Predicting Apartment Rental Prices Using XGBoost: A Comprehensive Guide ~ BI-FI Blogs

In today’s data-driven world, accurate predictions of apartment rental prices are crucial for both landlords and tenants. The ability to effectively analyze and interpret rental market data can lead to better decision-making, streamlined transactions, and ultimately, improved satisfaction for both parties. In this blog post, we’ll take you through the process of building a predictive model for apartment rental prices using a dataset obtained from the UCI Machine Learning Repository. We will cover the various preprocessing steps, feature engineering techniques, model setup using XGBoost, and the creation of interactive dashboards for stakeholders.

Obtaining the Data

The dataset used in this project, titled “Apartment for Rent Classified”, is accessible from the UCI Machine Learning Repository. It contains classified advertisements for apartments available for rent in the United States, providing a wealth of information across various features such as rental price, square footage, amenities, and location details. The dataset comprises 10,000 rows and 22 columns, making it a robust resource for understanding the factors influencing rental prices.
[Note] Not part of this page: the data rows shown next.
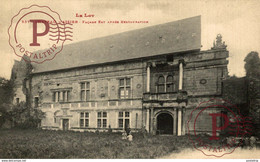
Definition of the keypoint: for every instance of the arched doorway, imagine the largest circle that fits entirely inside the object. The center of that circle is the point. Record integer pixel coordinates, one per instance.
(164, 123)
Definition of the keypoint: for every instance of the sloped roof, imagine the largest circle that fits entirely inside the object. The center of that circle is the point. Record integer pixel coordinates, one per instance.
(177, 36)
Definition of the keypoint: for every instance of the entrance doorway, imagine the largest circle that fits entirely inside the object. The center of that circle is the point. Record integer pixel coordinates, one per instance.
(164, 124)
(65, 124)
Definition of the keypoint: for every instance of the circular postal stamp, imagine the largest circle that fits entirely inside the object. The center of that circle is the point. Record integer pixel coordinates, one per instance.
(37, 33)
(217, 128)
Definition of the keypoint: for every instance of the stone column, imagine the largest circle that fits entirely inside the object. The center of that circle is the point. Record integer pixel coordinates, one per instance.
(56, 96)
(179, 121)
(184, 122)
(175, 121)
(65, 96)
(151, 125)
(180, 74)
(147, 119)
(148, 77)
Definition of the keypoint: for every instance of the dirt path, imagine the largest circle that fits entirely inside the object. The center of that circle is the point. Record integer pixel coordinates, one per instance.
(195, 154)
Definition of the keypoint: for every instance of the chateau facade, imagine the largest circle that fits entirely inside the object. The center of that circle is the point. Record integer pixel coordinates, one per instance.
(151, 77)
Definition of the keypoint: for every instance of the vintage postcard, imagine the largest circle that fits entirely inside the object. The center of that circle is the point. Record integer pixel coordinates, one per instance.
(114, 79)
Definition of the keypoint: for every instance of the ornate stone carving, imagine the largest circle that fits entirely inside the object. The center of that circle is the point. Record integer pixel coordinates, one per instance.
(218, 44)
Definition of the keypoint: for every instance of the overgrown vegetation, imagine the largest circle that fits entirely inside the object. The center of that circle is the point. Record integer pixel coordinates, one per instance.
(65, 144)
(16, 115)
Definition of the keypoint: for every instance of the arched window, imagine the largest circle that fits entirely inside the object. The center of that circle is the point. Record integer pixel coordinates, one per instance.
(170, 86)
(161, 84)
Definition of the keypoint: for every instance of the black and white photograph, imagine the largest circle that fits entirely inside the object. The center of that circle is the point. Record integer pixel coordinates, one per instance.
(114, 79)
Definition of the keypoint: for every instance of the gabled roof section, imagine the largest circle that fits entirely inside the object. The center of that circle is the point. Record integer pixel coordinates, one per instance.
(177, 36)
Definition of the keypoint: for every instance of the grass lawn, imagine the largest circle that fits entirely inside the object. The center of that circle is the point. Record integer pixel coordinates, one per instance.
(59, 144)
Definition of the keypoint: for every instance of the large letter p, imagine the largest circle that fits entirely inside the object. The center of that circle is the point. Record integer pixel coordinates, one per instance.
(35, 34)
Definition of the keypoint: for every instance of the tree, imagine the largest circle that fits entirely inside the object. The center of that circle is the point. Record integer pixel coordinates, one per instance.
(6, 97)
(252, 65)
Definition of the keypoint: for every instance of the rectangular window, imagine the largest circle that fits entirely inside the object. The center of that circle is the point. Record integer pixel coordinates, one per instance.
(102, 120)
(123, 119)
(85, 91)
(61, 96)
(125, 88)
(84, 120)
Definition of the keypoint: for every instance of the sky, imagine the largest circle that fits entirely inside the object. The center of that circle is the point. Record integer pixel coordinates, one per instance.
(236, 20)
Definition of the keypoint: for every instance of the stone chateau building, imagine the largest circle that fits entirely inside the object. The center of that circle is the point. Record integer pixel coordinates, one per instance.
(151, 77)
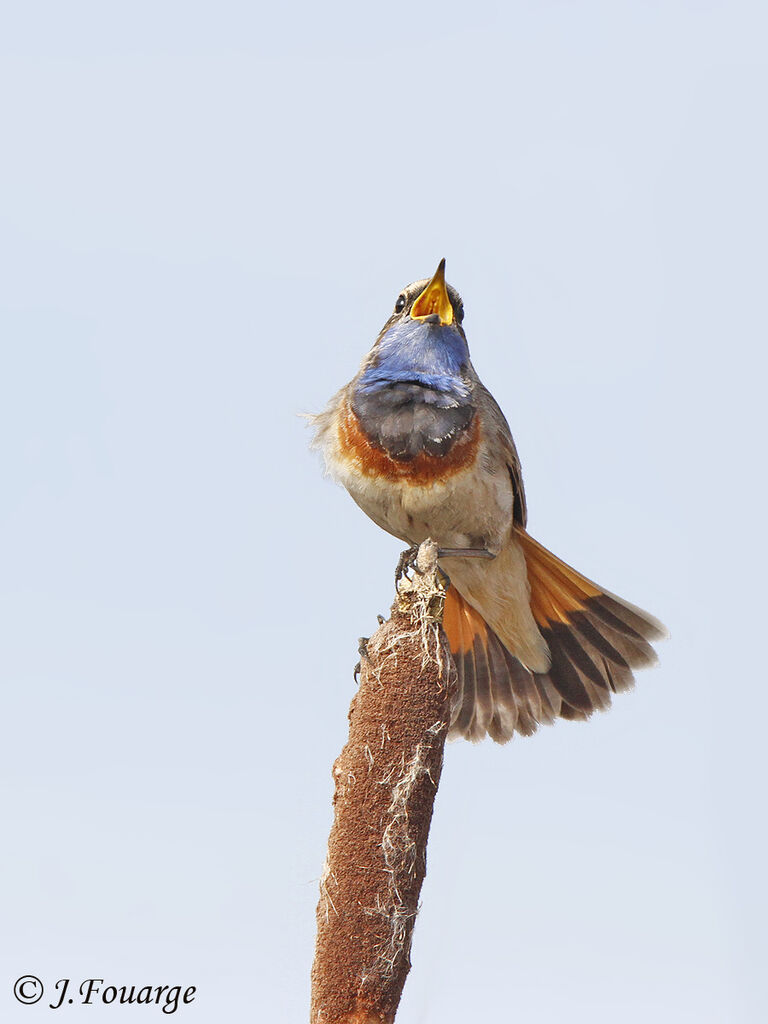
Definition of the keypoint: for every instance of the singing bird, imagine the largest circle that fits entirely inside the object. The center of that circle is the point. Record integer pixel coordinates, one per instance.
(425, 451)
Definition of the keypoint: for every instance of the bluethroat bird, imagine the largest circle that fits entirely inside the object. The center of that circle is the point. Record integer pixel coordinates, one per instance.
(424, 450)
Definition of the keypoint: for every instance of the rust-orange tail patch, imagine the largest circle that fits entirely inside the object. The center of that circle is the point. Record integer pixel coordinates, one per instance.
(595, 641)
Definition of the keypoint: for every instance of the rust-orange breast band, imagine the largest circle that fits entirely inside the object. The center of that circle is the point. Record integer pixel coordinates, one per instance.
(422, 469)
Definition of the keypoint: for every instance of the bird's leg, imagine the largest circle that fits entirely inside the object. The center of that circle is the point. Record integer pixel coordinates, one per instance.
(407, 561)
(363, 651)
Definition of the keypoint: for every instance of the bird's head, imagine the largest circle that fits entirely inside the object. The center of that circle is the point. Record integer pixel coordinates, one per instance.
(423, 340)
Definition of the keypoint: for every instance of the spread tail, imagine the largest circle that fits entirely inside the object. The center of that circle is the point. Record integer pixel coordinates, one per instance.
(595, 641)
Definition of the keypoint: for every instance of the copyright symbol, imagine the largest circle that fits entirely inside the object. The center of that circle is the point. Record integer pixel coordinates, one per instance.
(29, 989)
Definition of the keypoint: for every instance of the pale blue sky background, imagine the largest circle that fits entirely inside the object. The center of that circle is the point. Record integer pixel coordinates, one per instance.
(206, 213)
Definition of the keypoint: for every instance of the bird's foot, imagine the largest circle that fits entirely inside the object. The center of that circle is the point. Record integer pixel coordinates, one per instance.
(407, 561)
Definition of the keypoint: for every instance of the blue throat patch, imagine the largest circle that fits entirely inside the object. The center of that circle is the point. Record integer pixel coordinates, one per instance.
(428, 353)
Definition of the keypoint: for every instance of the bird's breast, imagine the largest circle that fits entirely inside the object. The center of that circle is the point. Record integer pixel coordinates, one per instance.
(414, 442)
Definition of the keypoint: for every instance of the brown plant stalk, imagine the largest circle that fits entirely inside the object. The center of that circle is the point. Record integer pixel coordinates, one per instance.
(385, 784)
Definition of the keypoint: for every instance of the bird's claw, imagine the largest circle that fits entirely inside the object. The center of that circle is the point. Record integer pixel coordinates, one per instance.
(407, 561)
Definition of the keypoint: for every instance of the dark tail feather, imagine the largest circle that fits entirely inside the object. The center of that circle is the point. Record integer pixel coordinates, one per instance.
(595, 640)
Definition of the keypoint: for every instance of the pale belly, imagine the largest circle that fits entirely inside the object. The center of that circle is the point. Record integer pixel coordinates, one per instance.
(470, 509)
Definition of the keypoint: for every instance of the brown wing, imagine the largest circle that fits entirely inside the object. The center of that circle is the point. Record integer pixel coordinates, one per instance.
(497, 422)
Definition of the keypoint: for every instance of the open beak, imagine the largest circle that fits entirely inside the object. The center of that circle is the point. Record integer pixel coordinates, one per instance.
(434, 299)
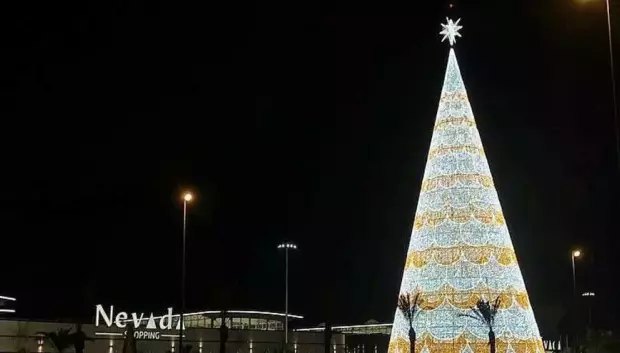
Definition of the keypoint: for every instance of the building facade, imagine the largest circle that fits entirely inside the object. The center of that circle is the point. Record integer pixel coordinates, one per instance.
(248, 332)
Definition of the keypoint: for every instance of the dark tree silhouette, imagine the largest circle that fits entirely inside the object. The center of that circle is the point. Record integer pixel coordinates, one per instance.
(61, 340)
(78, 339)
(409, 305)
(129, 344)
(485, 313)
(223, 333)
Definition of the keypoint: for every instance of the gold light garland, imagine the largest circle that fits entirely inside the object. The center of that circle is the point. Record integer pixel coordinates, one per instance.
(450, 255)
(459, 215)
(462, 342)
(448, 181)
(451, 149)
(467, 299)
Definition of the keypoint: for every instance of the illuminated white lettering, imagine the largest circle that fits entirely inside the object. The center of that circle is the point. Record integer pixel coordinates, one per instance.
(165, 323)
(136, 321)
(107, 319)
(121, 319)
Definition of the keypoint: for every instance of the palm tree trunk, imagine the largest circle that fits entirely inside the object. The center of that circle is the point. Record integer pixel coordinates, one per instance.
(492, 340)
(412, 339)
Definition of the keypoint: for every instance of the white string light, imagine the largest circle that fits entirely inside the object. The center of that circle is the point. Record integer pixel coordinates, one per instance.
(460, 249)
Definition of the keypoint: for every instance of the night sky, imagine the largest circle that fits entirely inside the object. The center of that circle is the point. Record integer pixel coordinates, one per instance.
(293, 120)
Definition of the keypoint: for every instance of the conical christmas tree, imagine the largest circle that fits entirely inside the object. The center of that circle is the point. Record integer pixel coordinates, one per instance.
(462, 289)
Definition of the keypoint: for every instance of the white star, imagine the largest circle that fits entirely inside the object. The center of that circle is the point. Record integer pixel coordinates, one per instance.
(451, 30)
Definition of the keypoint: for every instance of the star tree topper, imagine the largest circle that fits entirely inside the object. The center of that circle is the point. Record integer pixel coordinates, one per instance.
(450, 30)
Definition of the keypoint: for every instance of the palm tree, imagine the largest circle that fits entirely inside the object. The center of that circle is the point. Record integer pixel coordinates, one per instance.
(409, 305)
(485, 313)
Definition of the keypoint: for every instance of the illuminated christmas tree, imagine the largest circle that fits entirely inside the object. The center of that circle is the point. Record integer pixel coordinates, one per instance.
(461, 264)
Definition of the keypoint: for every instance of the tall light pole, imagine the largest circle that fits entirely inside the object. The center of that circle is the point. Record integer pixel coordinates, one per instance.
(574, 254)
(3, 300)
(613, 81)
(187, 198)
(286, 246)
(589, 297)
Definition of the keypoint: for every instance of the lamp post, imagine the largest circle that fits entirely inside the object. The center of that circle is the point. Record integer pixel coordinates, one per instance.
(589, 297)
(574, 254)
(3, 300)
(613, 80)
(187, 198)
(286, 246)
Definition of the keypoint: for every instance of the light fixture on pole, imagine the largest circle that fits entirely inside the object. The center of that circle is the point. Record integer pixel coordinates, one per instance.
(187, 198)
(286, 246)
(574, 254)
(3, 300)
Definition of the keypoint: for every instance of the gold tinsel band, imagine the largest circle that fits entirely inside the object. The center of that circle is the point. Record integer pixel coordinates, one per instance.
(449, 256)
(444, 123)
(491, 216)
(460, 344)
(452, 149)
(448, 181)
(467, 299)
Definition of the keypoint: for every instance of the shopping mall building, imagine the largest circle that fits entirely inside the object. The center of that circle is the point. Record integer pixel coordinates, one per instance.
(249, 332)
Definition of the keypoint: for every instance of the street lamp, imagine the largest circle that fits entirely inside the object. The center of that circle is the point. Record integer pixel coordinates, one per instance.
(574, 254)
(286, 246)
(589, 297)
(4, 299)
(187, 198)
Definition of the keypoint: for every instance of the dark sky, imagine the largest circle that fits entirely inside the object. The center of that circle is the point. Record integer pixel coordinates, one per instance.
(302, 120)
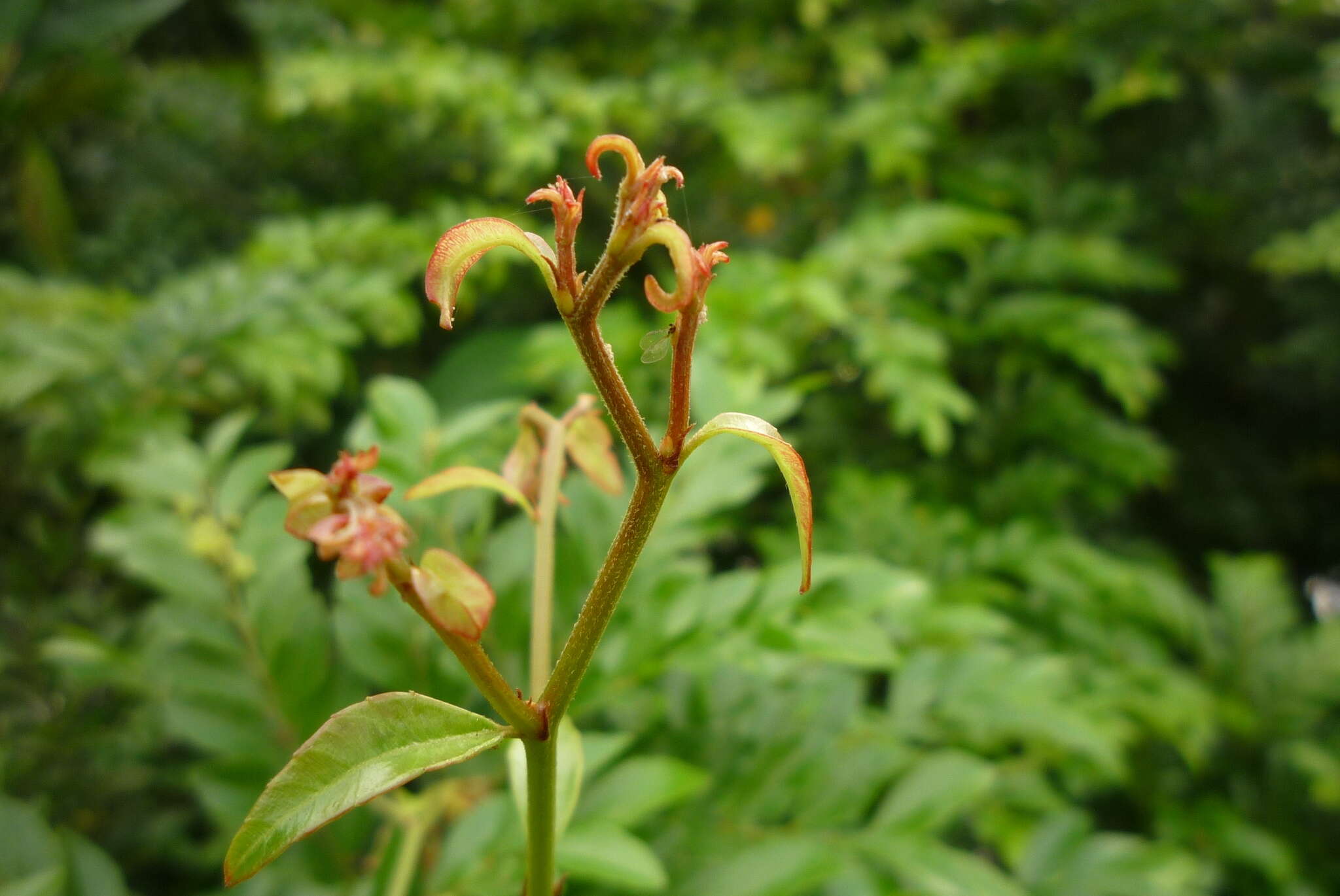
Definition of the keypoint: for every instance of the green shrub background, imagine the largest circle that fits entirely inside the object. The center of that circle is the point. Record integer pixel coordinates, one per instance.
(1043, 290)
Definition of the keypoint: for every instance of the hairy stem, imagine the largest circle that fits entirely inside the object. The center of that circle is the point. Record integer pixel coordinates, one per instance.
(542, 761)
(501, 697)
(542, 584)
(599, 360)
(644, 507)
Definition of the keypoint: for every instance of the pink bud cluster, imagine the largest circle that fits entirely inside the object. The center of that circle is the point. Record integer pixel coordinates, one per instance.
(342, 512)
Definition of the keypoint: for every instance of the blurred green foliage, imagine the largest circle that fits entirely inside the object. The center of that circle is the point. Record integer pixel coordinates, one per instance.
(1044, 291)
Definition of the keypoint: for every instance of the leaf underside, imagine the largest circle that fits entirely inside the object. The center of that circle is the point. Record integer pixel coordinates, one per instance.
(361, 753)
(469, 477)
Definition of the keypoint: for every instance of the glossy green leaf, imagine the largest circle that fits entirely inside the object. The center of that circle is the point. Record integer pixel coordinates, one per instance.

The first step in our analysis was to download and load the data into our data processing environment. Once the dataset was ready, we began the journey of data cleaning and preprocessing to prepare it for modeling.

Preprocessing Steps

Data Cleaning

Data cleaning is an essential part of any data analysis process. We started by removing any irrelevant columns that wouldn’t contribute to our model's predictive power. Features such as IDs, titles, and timestamps were dropped to focus on variables with a direct impact on rental prices. We also checked for and handled any missing values, ensuring that our dataset was complete and ready for analysis.

Feature Engineering

Feature engineering is the process of creating new variables that can enhance the predictive power of a model. In our case, we specifically focused on the amenities offered in each apartment listing. To achieve this, we created binary features indicating the presence or absence of key amenities, such as:

Has Dishwasher
Has Parking
Has Gym
Has Internet Access
Has Pool
Has Fireplace

This transformation allowed us to quantify the impact of each amenity on the rental price, providing a clearer understanding of their significance.

Geospatial Features:

To enhance location-based analysis, we used K-means clustering on latitude and longitude to divide the US into 6 distinct regions. These clusters were one-hot encoded and used as features. We also retained latitude and longitude as direct features to capture more granular location-based variation in prices.

Feature Validation:

We introduced a component called "Feature Check," where we plot correlation matrices, VIP scores, and other metrics to ensure that our engineered features add predictive value without introducing multicollinearity.

Normalization

To ensure that our model could effectively learn from the data, we applied normalization techniques to standardize our numerical features. By scaling the square footage, we ensured that all features contributed equally to the model training process. This step is crucial as it prevents features with larger scales from dominating those with smaller scales, ultimately leading to a more balanced model.

Setting Up XGBoost

After preprocessing and feature engineering, we set up our predictive model using XGBoost, a powerful machine learning algorithm known for its speed and performance. XGBoost is an implementation of gradient boosting designed to be highly efficient and effective for structured data.

Model Training

We split our dataset into training (80%) and testing (20%) sets to evaluate the model's performance accurately. The model was trained on the training set, using the rental price as the target variable and the engineered features as inputs. We configured several hyperparameters, such as the learning rate (eta) and the number of boosting rounds, to optimize model performance.

Results

After training the model, we achieved the following performance metrics:

R²: 0.7719
Mean Absolute Error (MAE): 215.54
Mean Squared Error (MSE): 175,374.24
Root Mean Squared Error (RMSE): 418.78
Mean Absolute Percentage Error (MAPE): 0.1453
Adjusted R²: 0.7719

While these results indicate a strong predictive capability, especially for a real-world dataset, there’s always room for refinement. The features we engineered, particularly the geospatial clusters and amenity flags, played a significant role in improving the model’s performance.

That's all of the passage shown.